Speed is actually not that bad either.

mosselman · on Oct 19, 2023

Is there some documentation on how to run this setup?

How fast is your setup?

rnk · on Oct 19, 2023

I'm doing this on a mac studio with 128gb too. I'm using llama.cpp.

acchow · on Oct 19, 2023

Since you get GPU acceleration (because of the unified memory), I imagine this is probably much faster than the PC setup?

Edit: Seems some people are getting 1-2.6 tokens/sec on Ryzen (no GPU acceleration), Llama 70B quantized https://www.reddit.com/r/LocalLLaMA/comments/15rqkuw/llama_2...

Whereas Mac Studio gets 13 tokens/sec https://blog.gopenai.com/how-to-deploy-llama-2-as-api-on-mac...

stoatmagoats · on Oct 20, 2023

Friendly internet stranger’s input:

- you don’t get GPU acceleration just by using unified memory. Llama.cpp still only uses the CPU on Apple Silicon chips.

- the difference in tokens/sec is likely attributable to memory bandwidth. Mac Studios with the base Max chip have 400 GB/s memory bandwidth compared to around 50 GB/s for the Ryzen 5000 series CPUs

spott · on Oct 20, 2023

Llama.cpp defaults to using metal. [0]

[0] https://github.com/ggerganov/llama.cpp#metal-build

acchow · on Oct 19, 2023

What's your generation speed?

at_a_remove · on Oct 19, 2023

One underused angle for oodles of memory is the humble ramdisk. If you haven't run into these, you set aside a portion of memory to serve as a disk volume. If you have a temporary work product, some kind of intermediate stage bit you will not save, shoving it in a ramdisk provides some really amazing speedups. You can put a SQLite database in it on the fly, just for analysis, run at blazing speeds, keep the results. Image an optical disk into your ramdrive, chow away at it, keep the work product, and just clear the memory.

Havoc · on Oct 19, 2023

What software do you use to create it ?

dmitrygr · on Oct 20, 2023

Software?

   mount none /ramdisk -t tmpfs

at_a_remove · on Oct 20, 2023

This is a good overview: https://en.wikipedia.org/wiki/List_of_RAM_drive_software

ghthor · on Oct 20, 2023

There is some OSS for creating ramdisks on windows, but I don’t remember the name.

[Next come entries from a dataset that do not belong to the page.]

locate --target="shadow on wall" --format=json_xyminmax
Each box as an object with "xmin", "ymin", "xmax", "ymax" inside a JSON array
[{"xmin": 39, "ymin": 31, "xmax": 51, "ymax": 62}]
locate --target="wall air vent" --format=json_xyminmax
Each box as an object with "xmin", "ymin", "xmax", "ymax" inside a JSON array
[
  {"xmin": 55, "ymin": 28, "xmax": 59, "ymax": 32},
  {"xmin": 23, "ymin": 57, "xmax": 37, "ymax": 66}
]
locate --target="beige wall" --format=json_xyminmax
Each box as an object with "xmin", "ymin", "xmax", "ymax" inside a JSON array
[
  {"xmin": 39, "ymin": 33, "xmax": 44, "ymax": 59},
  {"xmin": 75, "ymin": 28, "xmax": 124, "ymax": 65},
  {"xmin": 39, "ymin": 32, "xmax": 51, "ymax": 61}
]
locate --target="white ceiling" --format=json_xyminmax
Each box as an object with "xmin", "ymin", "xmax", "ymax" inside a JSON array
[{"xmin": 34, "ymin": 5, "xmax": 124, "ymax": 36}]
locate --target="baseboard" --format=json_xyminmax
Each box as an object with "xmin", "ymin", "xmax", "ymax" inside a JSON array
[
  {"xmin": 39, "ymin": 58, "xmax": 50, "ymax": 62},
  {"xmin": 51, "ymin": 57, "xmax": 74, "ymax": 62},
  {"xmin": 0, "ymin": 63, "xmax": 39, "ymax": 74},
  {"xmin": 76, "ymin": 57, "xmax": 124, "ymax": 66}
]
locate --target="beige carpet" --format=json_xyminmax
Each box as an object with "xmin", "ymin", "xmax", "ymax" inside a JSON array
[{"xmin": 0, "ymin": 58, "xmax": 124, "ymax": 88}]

In Linux it’s part of the kernel, and you can mount with type tempts.

Not sure about OSX or bsds

iopq · on Oct 19, 2023

Try searching deep into the game tree in go. After a few million nodes you can't actually store them all in 16GB of RAM. That's just a day of searching on a 2060, you can get into the hundreds of millions with a faster GPU and a longer search horizon. But when you put it into swap, it won't be as fast...

taskforcegemini · on Oct 19, 2023

It can't be for tabs in chrome, that browser can't even use all 64gb I offer it ("putting tabs to sleep" is disabled on purpose as I need the tabs to stay active)

nottorp · on Oct 19, 2023

You just don't have enough tabs open.

taskforcegemini · on Oct 20, 2023

I do, but they crash for memory insufficiency reasons while half of the RAM is still free. it's a bug, other people have commented on the issue with no solution so far. some suspect hardware acceleration to be a culprit, but I ruled that out.

what I meant to convey in the first place: it doesn't matter how much hardware you throw at an issue if the software can't use it

ghthor · on Oct 20, 2023

Switching to Firefox and using tree style tabs will help increase your total open tab count.

itsboring · on Oct 19, 2023

Isn’t it obvious? More browser tabs.

Washuu · on Oct 19, 2023

Spillover from my video card's 24GB when doing huge renders in Blender.

swarnie · on Oct 19, 2023

64gb -> OS, light gaming, 6 oracle DB's and a few middlewares.

smcleod · on Oct 19, 2023

Definitely 192.